This piece I have done for the inside cover of my first of many children's books. It is a retelling of Sleeping Beauty, where the amazing prince who sets off to rescue the sleeping princess is helped by his brave, gay, twin sister. It is a story about love, in all it's forms.
I shall share with you the first three verses.
Once upon a time, in a kingdom far away,
lived a lovely king and queen, with a daughter who was gay.
Though this was not yet known, as her heart was filled with fear,
that if she shared the way she felt, she would lose those she held dear.
This princess had a brother, her handsome, taller twin,
they loved to challenge each other, although he’d always win.
Their names were Finn and Lacey, and both wanted to be a knight,
but everyone would frown and say, “A princess should NOT fight!”
Still the princess practiced, with sword, and shield, and bow,
whenever she was not forced to learn, to curtsy, dance, and sew.
When the prince would best her, he would laugh and smile with glee,
but he would take her hand and say, “You’ll get better, wait and see.”
The princess was a tall girl, with a strong yet slender frame,
Eyes of glistening amber, and hair no comb could tame.
It came just past her shoulders, and was coloured chocolate brown.
It made her mother sad, but she would never wear it down.

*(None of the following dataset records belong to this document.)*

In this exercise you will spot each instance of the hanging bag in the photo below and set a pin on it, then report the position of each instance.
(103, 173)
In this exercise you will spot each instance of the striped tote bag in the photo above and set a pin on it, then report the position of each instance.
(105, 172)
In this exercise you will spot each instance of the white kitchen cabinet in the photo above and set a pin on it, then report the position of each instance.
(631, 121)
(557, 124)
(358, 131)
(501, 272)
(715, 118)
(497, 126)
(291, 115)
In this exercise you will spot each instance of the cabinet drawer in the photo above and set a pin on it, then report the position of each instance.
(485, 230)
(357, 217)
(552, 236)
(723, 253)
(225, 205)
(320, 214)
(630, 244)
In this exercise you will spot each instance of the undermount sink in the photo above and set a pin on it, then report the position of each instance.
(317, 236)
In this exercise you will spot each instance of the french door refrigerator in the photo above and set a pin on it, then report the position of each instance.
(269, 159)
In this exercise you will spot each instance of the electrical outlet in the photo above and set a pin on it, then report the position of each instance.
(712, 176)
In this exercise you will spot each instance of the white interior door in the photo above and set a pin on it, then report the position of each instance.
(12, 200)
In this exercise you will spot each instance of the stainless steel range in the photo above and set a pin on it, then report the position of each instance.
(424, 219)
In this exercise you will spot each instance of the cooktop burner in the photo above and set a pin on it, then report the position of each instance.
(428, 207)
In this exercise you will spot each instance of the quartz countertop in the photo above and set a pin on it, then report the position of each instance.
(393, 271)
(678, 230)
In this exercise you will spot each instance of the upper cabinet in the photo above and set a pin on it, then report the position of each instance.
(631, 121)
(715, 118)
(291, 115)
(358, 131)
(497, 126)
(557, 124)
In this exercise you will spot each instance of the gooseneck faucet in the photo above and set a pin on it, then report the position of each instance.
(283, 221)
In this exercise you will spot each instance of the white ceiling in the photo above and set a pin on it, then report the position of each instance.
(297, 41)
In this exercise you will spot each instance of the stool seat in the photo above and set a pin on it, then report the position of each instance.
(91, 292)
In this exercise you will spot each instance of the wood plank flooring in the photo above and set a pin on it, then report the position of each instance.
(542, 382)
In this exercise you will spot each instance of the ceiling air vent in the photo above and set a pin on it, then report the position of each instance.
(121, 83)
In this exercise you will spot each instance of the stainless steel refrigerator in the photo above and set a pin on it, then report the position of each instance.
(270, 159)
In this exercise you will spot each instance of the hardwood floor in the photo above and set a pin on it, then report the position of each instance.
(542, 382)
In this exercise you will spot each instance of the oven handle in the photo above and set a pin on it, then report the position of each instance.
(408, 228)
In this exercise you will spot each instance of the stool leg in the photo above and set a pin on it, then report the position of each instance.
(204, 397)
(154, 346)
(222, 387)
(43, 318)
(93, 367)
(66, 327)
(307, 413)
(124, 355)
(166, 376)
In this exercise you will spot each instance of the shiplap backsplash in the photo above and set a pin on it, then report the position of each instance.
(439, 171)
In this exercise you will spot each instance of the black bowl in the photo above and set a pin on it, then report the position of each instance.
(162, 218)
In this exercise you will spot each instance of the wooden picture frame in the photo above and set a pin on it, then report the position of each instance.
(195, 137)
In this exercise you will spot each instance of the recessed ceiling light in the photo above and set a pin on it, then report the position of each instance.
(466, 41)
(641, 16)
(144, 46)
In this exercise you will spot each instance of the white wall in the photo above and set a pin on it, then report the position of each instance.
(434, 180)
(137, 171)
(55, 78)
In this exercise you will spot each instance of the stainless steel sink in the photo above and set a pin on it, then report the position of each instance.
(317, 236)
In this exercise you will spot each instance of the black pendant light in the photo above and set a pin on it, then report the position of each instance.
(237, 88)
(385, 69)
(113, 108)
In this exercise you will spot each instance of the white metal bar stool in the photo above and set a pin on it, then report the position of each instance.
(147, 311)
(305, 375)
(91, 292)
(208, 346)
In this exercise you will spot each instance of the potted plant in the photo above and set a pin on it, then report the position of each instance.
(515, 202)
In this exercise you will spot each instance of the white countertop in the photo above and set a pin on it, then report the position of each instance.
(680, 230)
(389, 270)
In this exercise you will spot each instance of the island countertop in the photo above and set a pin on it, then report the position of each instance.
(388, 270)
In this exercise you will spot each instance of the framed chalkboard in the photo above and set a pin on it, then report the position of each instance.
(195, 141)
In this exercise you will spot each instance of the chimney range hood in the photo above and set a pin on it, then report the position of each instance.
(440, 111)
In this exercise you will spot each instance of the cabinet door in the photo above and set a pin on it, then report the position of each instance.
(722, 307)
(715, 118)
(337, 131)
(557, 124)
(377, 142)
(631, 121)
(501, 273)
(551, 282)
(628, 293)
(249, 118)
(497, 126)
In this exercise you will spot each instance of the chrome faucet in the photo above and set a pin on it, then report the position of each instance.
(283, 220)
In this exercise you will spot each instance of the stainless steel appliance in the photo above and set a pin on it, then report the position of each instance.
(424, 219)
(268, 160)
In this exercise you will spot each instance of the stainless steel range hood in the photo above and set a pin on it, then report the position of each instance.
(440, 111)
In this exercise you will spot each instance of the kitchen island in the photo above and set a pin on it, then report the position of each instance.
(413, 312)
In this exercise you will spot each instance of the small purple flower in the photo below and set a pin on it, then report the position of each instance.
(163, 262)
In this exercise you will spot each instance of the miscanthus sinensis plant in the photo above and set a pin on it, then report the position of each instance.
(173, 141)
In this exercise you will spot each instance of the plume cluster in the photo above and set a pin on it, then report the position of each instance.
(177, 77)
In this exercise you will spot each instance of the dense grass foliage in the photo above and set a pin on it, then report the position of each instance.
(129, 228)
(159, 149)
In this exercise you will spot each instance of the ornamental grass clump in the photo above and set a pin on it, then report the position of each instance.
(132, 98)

She hated frilly dresses, with satin, lace, and bows,
and all the things that go with them, like gloves and pantyhose.
Instead she chose to dress in clothes her brother had outgrown,
tunics, pants and boots, with socks and belts that she had sewn.
She always used her manners, was polite, happy, and kind.
Adventurous and funny, and she always spoke her mind.
She wasn't quite the lady that the kingdom had expected,
but by her family she was very deeply loved, and well respected.
Not so far from there, in a kingdom just next door,
lived a sweet princess named Alice, who the twins came to adore.
When she was just an infant, three good fairies came along,
to bestow on her the gifts, of beauty, and of song.
Before the third could give her gift, another spoke up first.
An angry, evil fairy, and she left the princess cursed.
The king turned to the third fairy, as the queen began to cry,
“Can you please undo this, so our princess will not die?!”
“I cannot take the curse away, but I can give her this.
From sleep, not death, she will awake, when given true love’s kiss.”
A puff of smoke then filled the air, the evil fled away.The curse was bent, but not removed, to the king and queen’s dismay.